Lance also sees the investment paying big dividends for the company because of advances in technology. He says RIMSS completely rewrote all its software to offer a Windows-based system, which is the dominant format in the business world now.

“I knew UNIX inside and out but it lagged behind the times,” Lance says. “RIMSS has gone with more current technology and made dealers a lot happier.”

Zimmerer Kubota’s system has two servers — one to handle RIMSS processes and a second that handles Windows applications. The system handles about 70 employees who are logged in during peak activity each day.

“The benefit of these ‘thin-client’ systems with WinNetStar is no matter where you are in our 5 locations, everything is controlled by the log in. When you log in, you have the same exact desktop and icons as everyone else.”

Lance says the most important improvement he sees with WinNetStar is the history of data that has been retained. “It has larger data files and you can go back and get more information, especially accounting, parts and service information, and it is easily accessible,” Lance says.

“As an accountant, if I’m pulling up charges for an expense code and I see the entry, I can ‘double click’ and find the document. Back in the old system, we were looking at paper. Now, we’re pulling data that we couldn’t access in the past. The interaction with other written software is also better, as you can grab a file and transmit it via email, which takes away from looking it up on paper,” he says.

But it’s not as though there wasn’t a learning curve. RIMSS noted they often have more trouble training employees going from the old system to their new system than if they had used a non-RIMSS system or no system at all.

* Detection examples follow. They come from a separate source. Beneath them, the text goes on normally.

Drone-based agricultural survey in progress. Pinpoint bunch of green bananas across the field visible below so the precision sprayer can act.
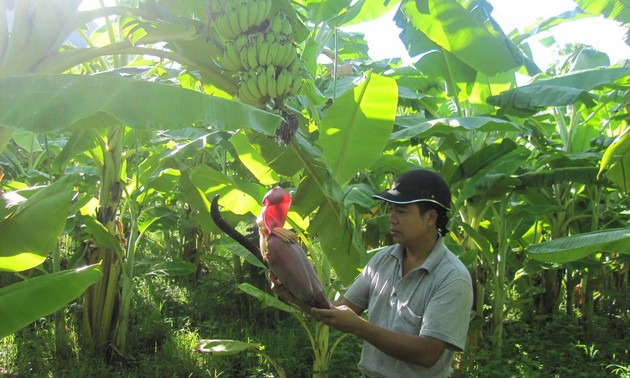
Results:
[210,0,271,40]
[210,0,303,107]
[238,60,303,106]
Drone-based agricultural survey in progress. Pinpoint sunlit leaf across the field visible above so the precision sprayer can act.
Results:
[0,75,281,135]
[0,265,102,338]
[0,176,74,271]
[238,283,300,314]
[318,74,398,185]
[528,228,630,263]
[196,339,262,356]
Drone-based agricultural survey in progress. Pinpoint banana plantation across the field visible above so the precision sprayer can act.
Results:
[0,0,630,377]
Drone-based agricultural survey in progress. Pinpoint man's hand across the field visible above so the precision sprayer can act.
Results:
[310,305,365,333]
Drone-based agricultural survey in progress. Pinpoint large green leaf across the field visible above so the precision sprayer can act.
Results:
[0,176,74,272]
[238,283,300,314]
[401,0,521,76]
[528,228,630,263]
[196,339,262,356]
[293,133,366,285]
[597,127,630,194]
[487,68,630,114]
[318,74,398,185]
[0,265,102,339]
[390,116,522,140]
[575,0,630,24]
[0,75,281,135]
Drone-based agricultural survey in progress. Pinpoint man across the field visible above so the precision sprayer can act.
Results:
[309,169,473,377]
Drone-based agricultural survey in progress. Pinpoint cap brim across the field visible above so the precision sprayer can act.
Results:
[372,190,450,210]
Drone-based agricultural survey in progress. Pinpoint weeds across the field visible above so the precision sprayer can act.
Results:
[0,275,630,378]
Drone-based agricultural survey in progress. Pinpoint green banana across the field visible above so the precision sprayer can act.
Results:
[261,0,272,22]
[280,17,293,37]
[244,42,258,70]
[276,68,291,97]
[252,34,265,66]
[238,83,261,106]
[267,40,280,65]
[254,0,271,26]
[237,4,249,33]
[283,44,297,67]
[225,2,241,38]
[216,13,236,40]
[256,67,269,97]
[258,39,270,66]
[220,45,241,72]
[289,57,302,75]
[226,41,243,70]
[266,65,278,98]
[247,0,260,29]
[271,12,285,35]
[245,71,264,100]
[289,74,304,96]
[239,46,250,70]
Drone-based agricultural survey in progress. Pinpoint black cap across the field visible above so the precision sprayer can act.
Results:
[372,169,451,210]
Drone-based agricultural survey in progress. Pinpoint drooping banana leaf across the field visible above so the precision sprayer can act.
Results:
[318,74,398,185]
[494,68,630,115]
[528,228,630,263]
[0,265,102,338]
[0,74,281,140]
[0,176,74,272]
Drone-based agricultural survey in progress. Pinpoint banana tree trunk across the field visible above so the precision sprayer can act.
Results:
[83,125,124,349]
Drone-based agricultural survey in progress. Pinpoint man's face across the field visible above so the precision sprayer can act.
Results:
[387,203,437,246]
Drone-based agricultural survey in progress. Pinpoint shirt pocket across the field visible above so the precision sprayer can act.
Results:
[393,306,422,335]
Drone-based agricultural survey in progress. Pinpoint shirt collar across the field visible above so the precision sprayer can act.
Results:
[391,234,446,273]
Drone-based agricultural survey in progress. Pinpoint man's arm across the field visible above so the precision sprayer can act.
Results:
[310,299,446,367]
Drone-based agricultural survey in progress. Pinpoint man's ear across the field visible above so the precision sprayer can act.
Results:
[427,209,438,225]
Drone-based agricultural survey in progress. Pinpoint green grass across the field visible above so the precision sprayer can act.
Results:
[0,274,630,378]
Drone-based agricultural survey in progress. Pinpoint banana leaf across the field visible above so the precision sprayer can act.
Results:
[527,228,630,263]
[0,176,74,272]
[0,265,102,339]
[0,74,281,135]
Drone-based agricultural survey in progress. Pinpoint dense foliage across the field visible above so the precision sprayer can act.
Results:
[0,0,630,377]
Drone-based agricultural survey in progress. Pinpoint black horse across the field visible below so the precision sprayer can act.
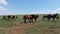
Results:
[3,15,18,19]
[23,15,38,23]
[43,13,59,21]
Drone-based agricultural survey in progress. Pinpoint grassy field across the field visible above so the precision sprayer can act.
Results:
[0,15,60,34]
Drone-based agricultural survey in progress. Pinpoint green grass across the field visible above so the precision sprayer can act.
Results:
[0,15,60,34]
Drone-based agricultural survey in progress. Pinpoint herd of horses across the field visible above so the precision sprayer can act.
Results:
[3,13,59,23]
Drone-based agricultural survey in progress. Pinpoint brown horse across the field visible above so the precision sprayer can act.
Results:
[23,15,38,23]
[43,14,59,21]
[3,15,18,19]
[3,16,6,19]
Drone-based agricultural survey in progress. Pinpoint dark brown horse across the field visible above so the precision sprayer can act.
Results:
[3,15,18,19]
[43,14,59,21]
[3,16,6,19]
[23,15,38,23]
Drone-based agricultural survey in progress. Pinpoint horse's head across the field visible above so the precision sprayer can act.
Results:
[55,13,58,16]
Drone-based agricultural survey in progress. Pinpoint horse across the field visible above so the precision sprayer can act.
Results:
[3,16,6,19]
[23,15,38,23]
[43,13,59,21]
[7,15,18,19]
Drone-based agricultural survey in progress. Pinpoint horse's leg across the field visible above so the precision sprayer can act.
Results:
[47,18,50,21]
[53,18,55,21]
[24,19,26,23]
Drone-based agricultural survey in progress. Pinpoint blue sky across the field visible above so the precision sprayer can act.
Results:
[0,0,60,15]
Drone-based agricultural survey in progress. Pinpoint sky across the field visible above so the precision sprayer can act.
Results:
[0,0,60,15]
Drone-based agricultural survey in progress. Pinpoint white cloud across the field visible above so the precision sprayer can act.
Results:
[0,6,7,10]
[0,0,8,5]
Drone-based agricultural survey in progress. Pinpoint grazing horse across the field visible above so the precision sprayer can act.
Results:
[43,14,59,21]
[7,15,18,19]
[3,16,6,19]
[23,15,38,23]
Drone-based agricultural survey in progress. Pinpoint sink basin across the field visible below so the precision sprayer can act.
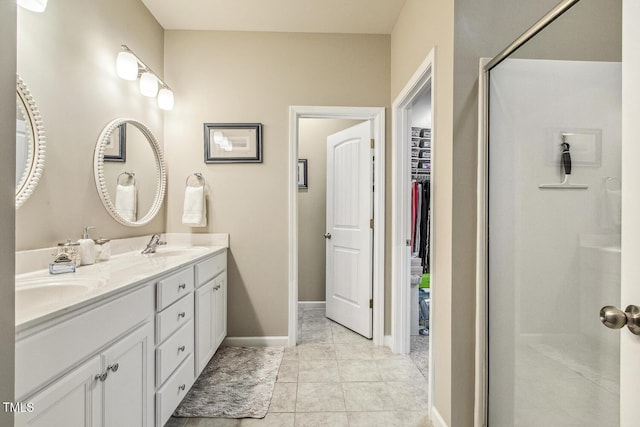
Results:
[16,277,104,309]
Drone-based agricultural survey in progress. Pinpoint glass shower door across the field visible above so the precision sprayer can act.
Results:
[488,59,621,427]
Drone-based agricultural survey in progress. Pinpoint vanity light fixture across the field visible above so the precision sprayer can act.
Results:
[140,71,158,98]
[17,0,47,12]
[116,44,173,110]
[158,87,173,110]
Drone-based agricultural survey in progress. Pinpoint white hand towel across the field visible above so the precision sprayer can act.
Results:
[182,186,207,227]
[116,184,138,222]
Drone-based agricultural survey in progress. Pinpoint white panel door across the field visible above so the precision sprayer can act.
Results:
[611,0,640,427]
[325,121,373,338]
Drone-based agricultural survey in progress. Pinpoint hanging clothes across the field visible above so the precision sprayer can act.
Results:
[418,179,431,273]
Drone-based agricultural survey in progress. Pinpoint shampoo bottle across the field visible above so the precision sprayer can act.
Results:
[78,227,96,265]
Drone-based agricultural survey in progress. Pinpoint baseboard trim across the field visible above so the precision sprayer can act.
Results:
[222,336,289,347]
[431,406,448,427]
[298,301,327,309]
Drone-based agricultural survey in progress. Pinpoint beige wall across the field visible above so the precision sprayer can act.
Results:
[298,119,358,301]
[0,0,16,420]
[16,0,165,251]
[387,0,456,426]
[164,31,390,336]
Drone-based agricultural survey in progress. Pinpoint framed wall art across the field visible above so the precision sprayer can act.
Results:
[204,123,262,163]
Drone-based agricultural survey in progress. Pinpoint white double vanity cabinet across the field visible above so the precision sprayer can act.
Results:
[15,236,228,427]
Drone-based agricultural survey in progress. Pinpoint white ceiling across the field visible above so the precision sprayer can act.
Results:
[142,0,405,34]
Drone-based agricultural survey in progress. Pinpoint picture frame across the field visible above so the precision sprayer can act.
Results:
[203,123,262,163]
[104,123,127,163]
[298,159,309,190]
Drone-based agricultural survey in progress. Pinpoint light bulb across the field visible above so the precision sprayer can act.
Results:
[116,51,138,80]
[140,72,158,98]
[17,0,47,12]
[158,87,173,111]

“I was used to that UNIX system and I could make that thing walk, talk, knew it inside out, upside down. And boy, did we have a learning curve last April,” Zimmerer says. “I questioned my decision for a while because we all complained, we moaned, we belly ached because it was nothing like what we had. But we learned it and now we absolutely love it.”

Know the System

Lance, who is retiring this summer, shared this advice for dealer principals who are considering changing to a new computer system.

“Be sure that you have vendors show you every singe module and go through and demo it, comparing it to what you have today, so if the system is so different that a module is missing, you at least know about it and it becomes part of your decision making,” Lance says.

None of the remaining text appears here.